Abstract

Bioequivalence(BE) studies are an integral component of innovator and generic drug approval processes. Worldwide regulatory bodies have and continue to modify BE testing approaches for narrow therapeutic index(NTI) drugs such as tacrolimus. Modifications of BE approaches for NTI drugs essentially include two approaches 1)Direct tightening of average BE limits and 2) reference scaled average BE(RSCABE) based upon the within subject variability of the innovator product in healthy volunteers. The transplant community has encouraged testing in the transplant population. A recent publication of a prospective, two-center, randomized, two-period, two sequence, crossover, steady-state pharmacokinetic study comparing Sandoz generic tacrolimus (TS) vs Prograf (TP) in stable renal transplants revealed the following. The TS:TP ratio for AUC 0-12 was 1.02 with a 90% CI of 97-108% and Cmax was 1.09 with a 90% CI of 101-118%. Methods: Various BE testing approaches were applied to these data in stable renal transplants including tighter BE limits and RSCABE. Results: In the renal transplant population, tighter average BE limits for most regulatory bodies (Health Canada, South Africa, Asia and Latin America) were met for AUC and Cmax, however the Cmax did not meet 2010 regulatory standards of the EMA and the Danish Medicine Agency due to Cmax CI outside the 90.0-111.11% approval range and by not including 100% respectively. However in 2013, the EMA Efficacy Working Party recommended acceptable Cmax CI for tacrolimus of 80-125%. Calculations for RSCABE resulted in within subject variability of the innovator product (TP) of 14.9% and 24.2% for AUC and Cmax respectively.
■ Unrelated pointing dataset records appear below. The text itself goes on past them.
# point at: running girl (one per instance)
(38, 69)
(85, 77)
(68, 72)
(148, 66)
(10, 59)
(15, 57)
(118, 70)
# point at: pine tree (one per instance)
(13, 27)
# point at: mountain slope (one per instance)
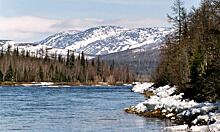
(106, 39)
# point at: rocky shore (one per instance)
(187, 115)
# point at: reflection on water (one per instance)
(71, 109)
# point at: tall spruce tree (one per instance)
(9, 74)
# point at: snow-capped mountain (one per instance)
(106, 39)
(102, 40)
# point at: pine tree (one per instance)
(41, 74)
(9, 74)
(1, 76)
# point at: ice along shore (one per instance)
(188, 115)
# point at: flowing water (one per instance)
(72, 109)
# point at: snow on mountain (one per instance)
(94, 41)
(106, 39)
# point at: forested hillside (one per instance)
(191, 57)
(21, 67)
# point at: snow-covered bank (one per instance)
(165, 103)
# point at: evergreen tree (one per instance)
(1, 76)
(9, 74)
(41, 74)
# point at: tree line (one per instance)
(18, 66)
(191, 57)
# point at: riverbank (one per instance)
(163, 102)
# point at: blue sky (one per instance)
(32, 20)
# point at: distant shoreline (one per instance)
(62, 84)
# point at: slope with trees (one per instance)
(191, 57)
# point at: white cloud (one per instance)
(30, 28)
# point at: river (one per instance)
(72, 109)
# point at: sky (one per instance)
(34, 20)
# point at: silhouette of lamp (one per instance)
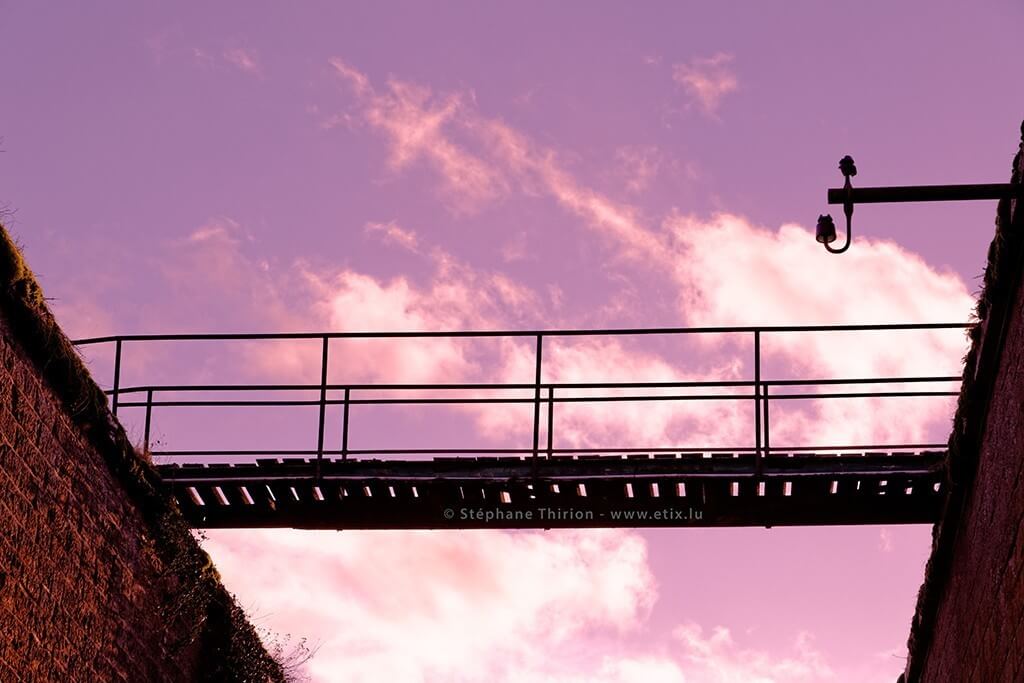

Using the RSCABE procedure, the 90% CI to meet BE standards for AUC was 86-117% and Cmax was 80-125%. Conclusion: TS in renal transplants met all current FDA and EMA modified bioequivalence criteria. Also, application of RSCABE to the variability of 24.2% of TP Cmax in the renal transplants showed that the confidence interval of 80-125% is acceptable and allows for adjustment to the variability of the innovator product, TP, in transplant recipients. The RSCABE approach dynamically adjusts to the variability of tacrolimus PK parameters of renal transplants, and may be more appropriate than fixed BE acceptance limits. DISCLOSURES:Wiland, A.: Employee, Novartis. McCague, K.: Employee, Novartis.